Nice one. love ducks, especialy in flight. for such a fat ungainly bird it sure flies fast. Like arrows. Always amazes me!
Here is mine.
Your duck walks on water!!!
No ducks walking on water, but some nice ripples and colors reflected as one swims by. I recently got a 100-400mm Olympus lens and have been enjoying it. Shot at 400mm handheld.
Some from Friday at Elmley in N Kent (UK) with OM-1 and the 150-400 in a gale!
Penduline Tit hanging on in the bulrushes and a Marsh Harrier some distance away staking out its territory in the reeds. All at max range (560mm) cropped and treated in Topaz DeNoise. (I don’t like what Topaz Photo does to feathers … but that’s another story)
Love the processing. great pose and glow.
Great Images !
Love them all, especially the Harrier - I can feel and hear the wind rushing !
Thx Yuri
A few pics from my birding patch on the Humber Estuary, Lincolnshire, England. All taken with Oly/OM kit -
EM1X & OM1 with 300 prime or 150-400 and sometimes MC-14 added.
Teal, Purple Sandpiper, Reed Bunting, Meadow Pipit, Stonechat.
Here’s mine. A Rufous Fantail (Rhipidura rufifrons).
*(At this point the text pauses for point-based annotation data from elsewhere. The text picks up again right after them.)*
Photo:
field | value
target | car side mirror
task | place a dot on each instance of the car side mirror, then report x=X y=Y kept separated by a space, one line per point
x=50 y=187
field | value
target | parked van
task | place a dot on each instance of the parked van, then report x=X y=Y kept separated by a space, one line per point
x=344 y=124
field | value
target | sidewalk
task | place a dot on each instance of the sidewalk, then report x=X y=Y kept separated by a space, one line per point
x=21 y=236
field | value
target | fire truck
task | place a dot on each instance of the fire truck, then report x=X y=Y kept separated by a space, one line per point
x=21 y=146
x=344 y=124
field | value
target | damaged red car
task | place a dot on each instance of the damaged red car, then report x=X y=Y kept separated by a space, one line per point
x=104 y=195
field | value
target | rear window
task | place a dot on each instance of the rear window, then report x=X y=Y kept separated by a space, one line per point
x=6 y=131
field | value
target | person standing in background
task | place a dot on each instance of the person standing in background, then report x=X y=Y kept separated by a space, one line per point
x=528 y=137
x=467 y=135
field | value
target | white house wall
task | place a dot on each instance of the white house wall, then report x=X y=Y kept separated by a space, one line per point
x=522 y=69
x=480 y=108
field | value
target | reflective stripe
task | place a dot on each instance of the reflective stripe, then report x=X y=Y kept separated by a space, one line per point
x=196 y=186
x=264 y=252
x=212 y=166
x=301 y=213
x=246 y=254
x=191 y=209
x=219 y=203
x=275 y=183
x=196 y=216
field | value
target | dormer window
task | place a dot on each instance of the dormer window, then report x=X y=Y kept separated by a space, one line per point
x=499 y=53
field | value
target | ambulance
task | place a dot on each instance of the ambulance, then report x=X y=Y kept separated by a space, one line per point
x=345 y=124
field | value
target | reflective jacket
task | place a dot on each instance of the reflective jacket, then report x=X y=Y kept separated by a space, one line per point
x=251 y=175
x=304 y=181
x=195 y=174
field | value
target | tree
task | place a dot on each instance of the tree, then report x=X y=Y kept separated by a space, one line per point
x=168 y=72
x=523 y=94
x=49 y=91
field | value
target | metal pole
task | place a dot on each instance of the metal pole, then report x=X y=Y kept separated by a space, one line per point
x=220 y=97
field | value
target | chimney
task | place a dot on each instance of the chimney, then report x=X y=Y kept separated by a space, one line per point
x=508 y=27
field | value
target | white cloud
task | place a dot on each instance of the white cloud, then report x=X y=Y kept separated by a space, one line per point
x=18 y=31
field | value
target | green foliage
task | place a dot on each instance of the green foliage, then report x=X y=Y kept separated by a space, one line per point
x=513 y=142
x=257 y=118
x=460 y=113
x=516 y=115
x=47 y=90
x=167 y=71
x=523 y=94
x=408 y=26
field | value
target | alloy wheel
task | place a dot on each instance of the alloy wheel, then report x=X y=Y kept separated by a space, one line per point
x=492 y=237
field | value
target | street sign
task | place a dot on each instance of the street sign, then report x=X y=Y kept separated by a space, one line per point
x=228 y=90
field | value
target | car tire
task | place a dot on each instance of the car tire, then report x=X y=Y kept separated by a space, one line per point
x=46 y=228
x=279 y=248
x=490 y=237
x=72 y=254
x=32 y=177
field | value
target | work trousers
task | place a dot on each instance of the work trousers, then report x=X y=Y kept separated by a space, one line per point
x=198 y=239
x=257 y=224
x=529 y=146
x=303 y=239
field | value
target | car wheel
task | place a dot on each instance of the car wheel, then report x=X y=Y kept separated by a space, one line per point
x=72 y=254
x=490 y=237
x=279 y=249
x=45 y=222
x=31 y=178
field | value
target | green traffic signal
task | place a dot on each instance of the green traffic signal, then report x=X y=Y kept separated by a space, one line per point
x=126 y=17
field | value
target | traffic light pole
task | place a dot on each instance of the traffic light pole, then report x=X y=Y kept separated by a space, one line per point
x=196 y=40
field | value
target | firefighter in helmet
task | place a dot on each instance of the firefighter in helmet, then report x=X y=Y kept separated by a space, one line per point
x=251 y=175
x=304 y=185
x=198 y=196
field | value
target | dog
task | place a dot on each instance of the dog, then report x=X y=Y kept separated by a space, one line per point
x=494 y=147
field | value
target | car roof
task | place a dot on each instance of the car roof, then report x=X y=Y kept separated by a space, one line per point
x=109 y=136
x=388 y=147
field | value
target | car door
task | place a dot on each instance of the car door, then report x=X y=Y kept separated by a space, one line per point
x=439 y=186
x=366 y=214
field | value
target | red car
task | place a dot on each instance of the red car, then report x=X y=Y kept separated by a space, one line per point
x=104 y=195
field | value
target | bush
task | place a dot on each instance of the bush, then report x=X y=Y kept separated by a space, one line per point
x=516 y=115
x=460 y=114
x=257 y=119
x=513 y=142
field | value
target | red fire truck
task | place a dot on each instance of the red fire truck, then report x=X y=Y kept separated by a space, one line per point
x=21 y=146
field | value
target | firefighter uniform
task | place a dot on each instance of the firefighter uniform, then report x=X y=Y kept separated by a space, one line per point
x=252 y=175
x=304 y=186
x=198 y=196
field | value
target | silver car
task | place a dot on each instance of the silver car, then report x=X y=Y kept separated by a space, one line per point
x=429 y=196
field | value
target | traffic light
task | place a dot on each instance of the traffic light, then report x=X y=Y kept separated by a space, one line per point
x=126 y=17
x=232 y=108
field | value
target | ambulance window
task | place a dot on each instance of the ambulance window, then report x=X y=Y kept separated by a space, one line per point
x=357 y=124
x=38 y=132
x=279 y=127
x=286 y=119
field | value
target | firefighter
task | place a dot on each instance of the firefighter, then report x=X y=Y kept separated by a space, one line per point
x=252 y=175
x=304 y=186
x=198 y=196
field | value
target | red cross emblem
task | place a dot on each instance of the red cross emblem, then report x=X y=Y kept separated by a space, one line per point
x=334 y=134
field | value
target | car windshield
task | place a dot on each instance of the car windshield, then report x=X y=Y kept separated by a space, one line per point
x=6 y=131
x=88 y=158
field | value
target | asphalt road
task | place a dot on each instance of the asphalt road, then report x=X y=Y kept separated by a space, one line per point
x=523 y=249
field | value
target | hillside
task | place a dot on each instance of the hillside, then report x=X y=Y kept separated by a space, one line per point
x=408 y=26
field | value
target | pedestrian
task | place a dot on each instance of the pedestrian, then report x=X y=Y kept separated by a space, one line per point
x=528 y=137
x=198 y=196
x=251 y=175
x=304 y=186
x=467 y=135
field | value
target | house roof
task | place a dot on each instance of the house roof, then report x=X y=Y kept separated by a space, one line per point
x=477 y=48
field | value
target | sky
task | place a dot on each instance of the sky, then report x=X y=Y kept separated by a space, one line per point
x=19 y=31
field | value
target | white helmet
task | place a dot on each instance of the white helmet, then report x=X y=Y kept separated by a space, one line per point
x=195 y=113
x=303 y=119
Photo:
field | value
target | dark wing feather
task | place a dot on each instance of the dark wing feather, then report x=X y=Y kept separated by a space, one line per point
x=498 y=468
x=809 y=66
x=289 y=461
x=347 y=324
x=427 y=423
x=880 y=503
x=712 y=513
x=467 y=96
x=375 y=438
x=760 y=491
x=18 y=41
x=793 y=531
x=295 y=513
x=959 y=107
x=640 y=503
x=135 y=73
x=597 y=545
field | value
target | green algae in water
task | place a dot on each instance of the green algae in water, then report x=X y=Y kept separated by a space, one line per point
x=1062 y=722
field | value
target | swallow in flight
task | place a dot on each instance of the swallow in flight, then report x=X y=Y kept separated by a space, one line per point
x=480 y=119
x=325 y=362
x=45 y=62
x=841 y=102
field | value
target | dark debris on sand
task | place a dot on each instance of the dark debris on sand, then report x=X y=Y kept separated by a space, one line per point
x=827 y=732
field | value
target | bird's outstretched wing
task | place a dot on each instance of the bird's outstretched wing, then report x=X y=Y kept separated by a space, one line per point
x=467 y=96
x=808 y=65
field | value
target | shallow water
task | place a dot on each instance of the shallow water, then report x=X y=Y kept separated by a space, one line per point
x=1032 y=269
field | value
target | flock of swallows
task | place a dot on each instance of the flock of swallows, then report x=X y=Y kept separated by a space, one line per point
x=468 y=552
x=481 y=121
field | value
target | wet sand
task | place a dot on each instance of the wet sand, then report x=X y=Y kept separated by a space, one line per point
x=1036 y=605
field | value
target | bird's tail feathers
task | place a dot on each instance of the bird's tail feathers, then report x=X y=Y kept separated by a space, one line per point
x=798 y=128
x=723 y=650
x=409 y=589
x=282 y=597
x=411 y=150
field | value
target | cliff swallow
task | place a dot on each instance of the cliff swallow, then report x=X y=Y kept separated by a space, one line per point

It was bad light, in the scrub and about to rain, however it paid off.
Wow, incredibly crisp. Well done!
Sorry, messing up with the new forum.
Anywho, here are a blue tit and a “sunbird” (their name in German), from the garden:
This is the second image of the same bird above, a Rufous Fantail (Rhipidura rufifrons). I wanted to post it before but was allowed only one image on my first post. That’s fair enough.
This was cropped into a vertical profile as there was too much empty space on the right.
EM1.3, Oly 100-400mm at 400mm. Black Crowned Crane
Here is one from me .
Its Himalyan Monal, has 11 colours, a bg bird about the size of a turkey and shy. Found in higher elevations in the himalayas.
i
Seems to have focused well despite the branches.
Mike
That’s what I love about bird detect. It puts the bird clearly in the context of its natural environment with just enough DOF while still blurring the distant background. This bird is never far from dense scrub.
Yellow-crowned Night-Heron deep in her\his preferred wetland habitat.
It’s nice that the OM-1 & 150-400 TC1.25 are just as comfortable in this habitat.
How do you tell the difference between a cormorant and an anhinga? The cormorant is in focus, the anhinga isn’t. Otherwise, the easiest way is that the cormorant’s beak is curved at the end, the anhinga’s is straight. Mnemonic: C is for cormorant/curved.